Par ce que j’ai dit des procédés métallurgiques usités en Asie Mineure, on peut apprécier la nature des métaux qui sortent des usines turques et les pertes immenses qu’ils y subissent. En moyenne, on peut admettre que dans la fonte et le raffinage de l’argent, du cuivre et du plomb, les métallurgistes turcs perdent 32 pour 100 sur le premier, 12 pour 100 sur le second et 10 pour 100 sur le troisième ; or, comme l’Asie Mineure fournit annuellement 693,589 kilog. d’argent, 175,437 kilog. de plomb, et 1,206,773 kilog. de cuivre, il s’ensuit que chaque année, on y perd dans les usines, en nombre rond, près de 200,000 kilog. d’argent, plus de 100,000 kilog. de cuivre, et plus de 40,000 kil. de plomb, ce qui, pris ensemble, fait une perte annuelle de plus de 300,000 kilogr. de métaux ; et, comme le montant annuel de tous les produits métalliques de l’Asie Mineure en argent, cuivre et plomb est de 2.075,801 kil., on voit que les procédés de la fonte occasionnent annuellement un déficit au-delà du cinquième du chiffre total de la production ? Que dirait-on en Europe si, sur 100 kil. d’argent que renfermerait un minerai, plus de 20 kil. de ce métal étaient perdus dans l’opération métallurgique[1] ? Que dirait-on si, pour produire 100,000 kil. de métaux (cuivre, argent et plomb), on devait en perdre plus de 20,000 kil. ? Et cependant telles sont relativement les pertes qu’entraîne l’exploitation vicieuse des richesses métalliques de l’Asie Mineure.

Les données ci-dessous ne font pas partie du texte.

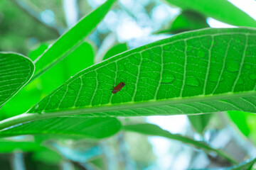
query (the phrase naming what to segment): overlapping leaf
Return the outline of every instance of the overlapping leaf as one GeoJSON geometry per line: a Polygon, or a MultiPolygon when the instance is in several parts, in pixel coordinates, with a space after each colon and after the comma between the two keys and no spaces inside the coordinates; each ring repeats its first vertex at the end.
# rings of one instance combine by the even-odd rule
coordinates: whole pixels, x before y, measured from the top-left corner
{"type": "Polygon", "coordinates": [[[256,30],[250,28],[177,35],[83,70],[28,113],[53,117],[57,112],[92,116],[256,113],[255,38],[256,30]],[[120,82],[126,86],[112,94],[113,84],[120,82]]]}
{"type": "Polygon", "coordinates": [[[43,74],[80,46],[84,39],[92,33],[103,19],[115,1],[116,0],[107,0],[88,16],[81,19],[36,60],[36,73],[33,79],[43,74]]]}
{"type": "Polygon", "coordinates": [[[0,53],[0,108],[31,78],[34,65],[18,54],[0,53]]]}
{"type": "Polygon", "coordinates": [[[55,118],[28,123],[0,131],[0,137],[48,135],[100,139],[115,134],[120,128],[120,122],[114,118],[55,118]]]}
{"type": "Polygon", "coordinates": [[[166,0],[183,10],[201,13],[222,22],[237,26],[256,27],[256,21],[226,0],[166,0]]]}
{"type": "Polygon", "coordinates": [[[218,154],[223,157],[230,162],[233,164],[236,164],[236,161],[233,158],[232,158],[230,155],[228,155],[219,149],[214,149],[203,142],[196,141],[189,137],[183,137],[178,134],[171,134],[169,132],[164,130],[155,125],[152,125],[152,124],[130,125],[124,126],[123,129],[125,130],[139,132],[147,135],[161,136],[161,137],[169,138],[171,140],[175,140],[181,142],[183,143],[192,145],[193,147],[196,147],[197,148],[204,149],[208,152],[216,152],[218,154]]]}

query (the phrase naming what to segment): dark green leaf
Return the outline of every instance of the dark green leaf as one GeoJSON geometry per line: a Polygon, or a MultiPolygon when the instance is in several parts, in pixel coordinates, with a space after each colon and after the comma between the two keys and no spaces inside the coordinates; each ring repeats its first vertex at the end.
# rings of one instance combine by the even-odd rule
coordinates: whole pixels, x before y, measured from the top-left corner
{"type": "Polygon", "coordinates": [[[38,143],[33,142],[14,142],[14,141],[1,141],[0,152],[10,153],[13,152],[35,152],[45,149],[46,148],[40,146],[38,143]]]}
{"type": "Polygon", "coordinates": [[[166,0],[183,10],[195,11],[206,17],[237,26],[256,27],[256,21],[226,0],[166,0]]]}
{"type": "Polygon", "coordinates": [[[190,139],[186,137],[183,137],[182,135],[178,134],[171,134],[169,132],[159,128],[157,125],[152,125],[152,124],[137,124],[137,125],[125,125],[123,126],[123,129],[125,130],[136,132],[147,135],[153,135],[153,136],[161,136],[167,137],[171,140],[178,140],[183,143],[191,145],[193,147],[197,147],[198,149],[202,149],[206,151],[207,152],[214,152],[219,154],[220,156],[224,157],[227,160],[230,161],[233,164],[236,164],[236,161],[234,160],[231,156],[228,155],[227,154],[224,153],[223,152],[212,148],[206,143],[201,142],[201,141],[196,141],[193,139],[190,139]]]}
{"type": "Polygon", "coordinates": [[[256,113],[255,44],[256,30],[249,28],[209,28],[177,35],[83,70],[28,113],[42,116],[256,113]],[[120,82],[125,86],[112,94],[113,84],[120,82]]]}
{"type": "Polygon", "coordinates": [[[252,114],[249,113],[244,113],[241,111],[228,111],[228,115],[231,118],[233,122],[237,125],[238,128],[245,136],[248,136],[250,129],[247,123],[247,115],[252,114]]]}
{"type": "Polygon", "coordinates": [[[0,131],[0,137],[23,135],[49,135],[101,139],[117,133],[120,122],[114,118],[55,118],[31,122],[0,131]]]}
{"type": "Polygon", "coordinates": [[[30,80],[34,67],[25,56],[0,53],[0,108],[30,80]]]}
{"type": "Polygon", "coordinates": [[[41,55],[36,62],[36,79],[60,62],[82,43],[109,11],[116,0],[107,0],[104,4],[81,19],[41,55]]]}

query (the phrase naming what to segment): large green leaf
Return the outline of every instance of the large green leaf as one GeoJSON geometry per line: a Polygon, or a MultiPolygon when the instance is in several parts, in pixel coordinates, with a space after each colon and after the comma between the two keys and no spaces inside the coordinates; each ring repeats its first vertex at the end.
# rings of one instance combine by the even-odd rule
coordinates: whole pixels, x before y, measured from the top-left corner
{"type": "Polygon", "coordinates": [[[79,72],[28,112],[39,114],[12,118],[0,127],[80,113],[256,113],[255,38],[255,29],[208,28],[127,51],[79,72]],[[112,94],[120,82],[126,85],[112,94]]]}
{"type": "Polygon", "coordinates": [[[248,137],[250,130],[247,123],[247,119],[248,115],[252,113],[241,111],[228,111],[227,114],[230,118],[231,120],[237,125],[241,132],[248,137]]]}
{"type": "Polygon", "coordinates": [[[46,148],[33,142],[0,142],[0,153],[9,153],[18,152],[35,152],[43,150],[46,148]]]}
{"type": "Polygon", "coordinates": [[[78,73],[28,113],[256,113],[255,38],[256,30],[211,28],[143,46],[78,73]],[[112,94],[119,82],[126,86],[112,94]]]}
{"type": "MultiPolygon", "coordinates": [[[[77,72],[93,64],[95,49],[90,42],[84,42],[39,79],[23,88],[0,110],[0,118],[8,118],[25,113],[41,99],[77,72]]],[[[43,43],[31,51],[28,57],[36,58],[47,49],[43,43]]]]}
{"type": "Polygon", "coordinates": [[[103,19],[115,1],[116,0],[107,0],[88,16],[81,19],[36,59],[34,61],[36,67],[36,73],[33,79],[43,74],[80,46],[85,38],[92,33],[103,19]]]}
{"type": "Polygon", "coordinates": [[[207,152],[214,152],[220,156],[225,158],[232,163],[236,164],[236,161],[231,156],[228,155],[223,152],[214,149],[201,141],[196,141],[187,137],[183,137],[178,134],[171,134],[164,130],[157,125],[152,124],[137,124],[123,126],[123,129],[128,131],[136,132],[147,135],[161,136],[169,138],[171,140],[178,140],[183,143],[191,145],[193,147],[204,149],[207,152]]]}
{"type": "Polygon", "coordinates": [[[34,67],[25,56],[0,53],[0,108],[30,80],[34,67]]]}
{"type": "Polygon", "coordinates": [[[256,21],[227,0],[166,0],[183,10],[192,10],[237,26],[256,27],[256,21]]]}
{"type": "Polygon", "coordinates": [[[23,135],[48,135],[100,139],[111,136],[121,128],[114,118],[55,118],[37,120],[0,132],[0,137],[23,135]]]}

Bientôt peut-être le nombre de ces richesses se sera encore notablement accru, et tout porte à croire que l’Asie Mineure contient de vastes gisemens d’émeri. En ce moment, l’émeri ne nous arrive guère que des Indes Orientales, et il n’a jusqu’à ce jour été trouvé en Europe que

  1. En Autriche, où les procédés métallurgiques n’ont pas encore atteint le même degré de perfection qu’en Angleterre ou en France, on ne perd dans la fonte des minerais argentifères que 5 kilogrammes sur 100.